This is the tale, 'with occasional reference to history', of that most infamous of pirates, Captain Morgan. But the story starts in the Welsh valleys, long before Morgan's march on Panama or his years of fortune and favour: starts with a young lad who finds himself determined to go to sea, to leave behind all he knows, leave behind the turn of the seasons for the changeless heat of the Caribbean, leave behind his parents, and old Merlin on the hill (whose interior decor consists of harps and spear-heads, and who talks of sailing on a Spanish ship a thousand years before). Henry must leave behind the cold house, and the young and beautiful Elizabeth whom he loves, or hates.
(Years later, he'll tell stories of being dragged away by raiders at night, or of leaving behind some high-born lady who was his love. But Cup of Gold is all about the stories men like Morgan tell, and the stories that grow around them.)
Henry Morgan finds himself duped: sold as an indentured servant, he thrives but chafes at the bit. When the opportunity to go a-pirating presents itself, he leaps at it. ('Not a clever man,' said Merlin, 'so he will be a great one'.) His reputation grows, and with it his power and puissance. He becomes the subject of stories that have originated elsewhere, and sometimes those stories are older and oddly familiar.
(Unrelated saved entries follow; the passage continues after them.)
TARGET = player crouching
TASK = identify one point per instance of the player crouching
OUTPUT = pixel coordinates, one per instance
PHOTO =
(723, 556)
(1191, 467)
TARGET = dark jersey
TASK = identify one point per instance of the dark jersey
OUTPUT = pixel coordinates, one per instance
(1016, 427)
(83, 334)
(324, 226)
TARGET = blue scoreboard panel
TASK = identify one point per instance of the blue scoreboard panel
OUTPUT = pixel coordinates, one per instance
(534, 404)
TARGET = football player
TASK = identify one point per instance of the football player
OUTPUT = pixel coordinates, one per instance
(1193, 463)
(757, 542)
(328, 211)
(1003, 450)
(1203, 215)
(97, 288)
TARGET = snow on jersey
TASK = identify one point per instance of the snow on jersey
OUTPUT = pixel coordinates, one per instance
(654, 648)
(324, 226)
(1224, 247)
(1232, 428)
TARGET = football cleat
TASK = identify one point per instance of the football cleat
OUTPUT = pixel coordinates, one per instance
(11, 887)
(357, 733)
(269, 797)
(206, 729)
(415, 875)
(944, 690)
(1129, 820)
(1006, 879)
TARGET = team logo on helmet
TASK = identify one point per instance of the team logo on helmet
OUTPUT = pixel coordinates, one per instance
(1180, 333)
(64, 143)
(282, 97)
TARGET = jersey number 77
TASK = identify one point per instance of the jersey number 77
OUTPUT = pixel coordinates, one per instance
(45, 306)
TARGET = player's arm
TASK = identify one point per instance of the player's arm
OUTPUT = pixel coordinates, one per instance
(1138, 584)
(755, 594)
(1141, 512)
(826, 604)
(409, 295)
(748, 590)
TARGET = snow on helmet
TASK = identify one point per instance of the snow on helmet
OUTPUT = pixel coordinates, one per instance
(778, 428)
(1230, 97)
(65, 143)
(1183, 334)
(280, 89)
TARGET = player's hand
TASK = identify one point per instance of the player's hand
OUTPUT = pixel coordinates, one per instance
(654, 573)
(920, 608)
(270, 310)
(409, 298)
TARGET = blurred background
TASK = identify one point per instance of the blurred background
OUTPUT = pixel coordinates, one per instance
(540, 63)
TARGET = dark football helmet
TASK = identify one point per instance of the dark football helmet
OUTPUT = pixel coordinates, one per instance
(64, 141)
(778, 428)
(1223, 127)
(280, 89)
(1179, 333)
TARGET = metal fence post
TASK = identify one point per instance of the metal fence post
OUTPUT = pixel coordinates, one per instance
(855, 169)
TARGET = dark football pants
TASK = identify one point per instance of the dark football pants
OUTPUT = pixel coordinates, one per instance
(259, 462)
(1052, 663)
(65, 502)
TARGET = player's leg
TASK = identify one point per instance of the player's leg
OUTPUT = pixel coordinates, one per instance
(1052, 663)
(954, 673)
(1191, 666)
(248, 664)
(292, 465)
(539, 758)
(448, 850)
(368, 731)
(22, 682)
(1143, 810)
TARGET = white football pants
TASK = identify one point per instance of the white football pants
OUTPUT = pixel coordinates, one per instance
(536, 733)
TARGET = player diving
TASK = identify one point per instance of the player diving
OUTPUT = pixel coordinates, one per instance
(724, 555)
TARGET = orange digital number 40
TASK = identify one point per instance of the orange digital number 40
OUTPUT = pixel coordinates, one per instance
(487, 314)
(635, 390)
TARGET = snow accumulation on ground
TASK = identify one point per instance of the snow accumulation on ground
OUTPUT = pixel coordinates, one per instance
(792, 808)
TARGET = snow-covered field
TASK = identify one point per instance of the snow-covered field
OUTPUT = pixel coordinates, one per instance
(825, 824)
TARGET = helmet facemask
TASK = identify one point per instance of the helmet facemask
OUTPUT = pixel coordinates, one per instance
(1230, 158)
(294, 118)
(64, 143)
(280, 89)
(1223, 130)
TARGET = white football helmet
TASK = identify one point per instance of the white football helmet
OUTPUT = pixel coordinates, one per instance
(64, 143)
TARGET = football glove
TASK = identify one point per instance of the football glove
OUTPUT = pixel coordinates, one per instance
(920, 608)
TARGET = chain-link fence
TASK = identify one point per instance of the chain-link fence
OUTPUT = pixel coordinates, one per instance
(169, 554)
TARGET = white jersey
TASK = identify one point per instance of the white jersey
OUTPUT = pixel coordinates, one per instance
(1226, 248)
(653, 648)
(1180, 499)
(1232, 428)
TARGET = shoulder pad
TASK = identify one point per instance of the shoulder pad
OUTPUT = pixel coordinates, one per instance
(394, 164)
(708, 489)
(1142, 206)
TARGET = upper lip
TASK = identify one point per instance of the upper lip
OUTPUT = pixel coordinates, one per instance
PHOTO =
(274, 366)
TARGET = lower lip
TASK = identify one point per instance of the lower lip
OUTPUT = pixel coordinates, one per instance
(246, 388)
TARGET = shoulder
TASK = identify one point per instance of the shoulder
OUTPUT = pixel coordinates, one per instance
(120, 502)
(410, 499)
And gradually he comes to believe that he's a figure in a great and ancient myth -- a new Troy, with Helen personified by the mysterious Santa Roja, a beauty wed to a tyrant. Afire with story, he leads a buccaneer army on Panama; but his encounter with La Santa Roja is the pivot of his life, the end of boyhood and the beginning of adulthood, the end of the stories and the end, too, of any point or purpose to the legend he's created. Morgan loses his joy in what he is, and soon enough it's all crashing down around him, while he looks at the pieces and wonders why he doesn't feel more.
The rest of his life we see in fragments: a tissue of lies woven for the King and John Evelyn, so many versions of his legend and his triumph that he can scarcely recall what's truth and what's invention -- only that nothing is quite right, even though he tells himself over and over that he's true, still, to himself. Isobel, who sees him for what he truly is, calls him a bungling romantic rather than a realist. Her tale's an intriguing one: she has only ever loved one man, a Vagabond, but he's long gone and she has set aside passion in favour of icy disdain.
At the end, Morgan's on his deathbed, forgetting everything, forgetting each of his deeds. Forgetting the wife who bullies him and the woman he loved and lost himself to. Forgetting everyone except Elizabeth.
Steinbeck's first novel: there's a spare starkness to the prose, which sometimes sits oddly with the rich decadence of the golden age of piracy. This is no adventure yarn, though, but an exploration of fame, legend and myth: and from another angle, a cautionary tale concerning the effects of a romantic imagination.